The Jungle, by Upton Sinclair

First published in serial form in 1905 and then as a complete book in 1906, Sinclair’s The Jungle is a muckraking classic, and one that effectively uses some of fiction’s singular strengths—its interiority; its ability to conjure empathy for its characters; and its construction of vivid, detailed scenes, sometimes in the same paragraph—to create a shocking account of Chicago’s early-20th-century meatpacking factories and the labor they exploited. The novel follows a group of Lithuanian immigrants, including the just-married Jurgis and Ona, as they land in America and quickly have their fantasies of a better and easier life dashed: Jurgis, at one point, turns to alcohol to deal with cruelties of factory life, while Ona is sexually assaulted by her boss. The Jungle infamously sparked a federal investigation into the sanitary conditions of Chicago’s meatpacking facilities, and it’s still worth reading today, if only—considering the recent, shocking reports about the amount of child labor in America’s slaughterhouses—to track how little has actually changed.
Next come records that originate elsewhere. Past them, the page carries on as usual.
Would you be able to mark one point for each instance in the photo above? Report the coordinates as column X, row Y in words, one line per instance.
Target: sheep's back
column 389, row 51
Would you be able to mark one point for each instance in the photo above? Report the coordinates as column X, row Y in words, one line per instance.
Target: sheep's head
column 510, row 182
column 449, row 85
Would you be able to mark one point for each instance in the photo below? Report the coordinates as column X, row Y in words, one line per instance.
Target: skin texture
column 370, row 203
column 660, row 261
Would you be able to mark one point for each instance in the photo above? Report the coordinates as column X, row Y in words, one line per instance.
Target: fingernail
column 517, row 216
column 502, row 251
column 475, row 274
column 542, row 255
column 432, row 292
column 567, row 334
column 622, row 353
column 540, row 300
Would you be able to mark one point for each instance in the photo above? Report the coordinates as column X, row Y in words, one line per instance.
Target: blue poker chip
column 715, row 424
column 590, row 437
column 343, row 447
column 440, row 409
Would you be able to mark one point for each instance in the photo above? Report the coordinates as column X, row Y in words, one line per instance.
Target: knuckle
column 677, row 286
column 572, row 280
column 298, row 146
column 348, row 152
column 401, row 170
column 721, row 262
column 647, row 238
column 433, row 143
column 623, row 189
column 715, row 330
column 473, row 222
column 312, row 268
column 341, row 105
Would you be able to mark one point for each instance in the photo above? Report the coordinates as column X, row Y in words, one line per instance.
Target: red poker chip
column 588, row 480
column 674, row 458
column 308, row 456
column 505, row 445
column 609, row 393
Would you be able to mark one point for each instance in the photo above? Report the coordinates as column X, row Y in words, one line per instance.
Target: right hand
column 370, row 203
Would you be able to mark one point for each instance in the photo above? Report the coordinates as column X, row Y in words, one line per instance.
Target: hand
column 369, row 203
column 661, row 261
[Read: Fairy tales for young socialists]

Seven Stories

A Man’s Place and A Woman’s Story, by Annie Ernaux (translated by Tanya Leslie)

Since winning the Nobel Prize in Literature in 2022, the French writer Ernaux’s global popularity has exploded, leading to renewed interest in her intense explorations of her own past. Two titles in particular have received most of the attention: Happening, detailing her illegal abortion in the 1960s, and Simple Passion, a novel based on her affair with a diplomat in the early ’90s. But her books preserving, and mourning, the working-class lives of her parents—A Man’s Place, first published in France in 1983, and A Woman’s Story, which came out five years later—are equally arresting. In both, Ernaux travels back in time to her childhood in Normandy, portraying, in spare, precise sentences, her mother’s push for her daughter to secure a better life than her own and her eventual death from Alzheimer’s, as well as her father’s struggles working in factories and farms before eventually running a local grocery store and café. She transcended their class through education, so in each, Ernaux tracks the familial divide that arose when her path ceased to resemble theirs. And she commits their history to paper as a protest against the slow erasure of their particular milieu: As she said in her Nobel-prize speech, “I will write to avenge my people.”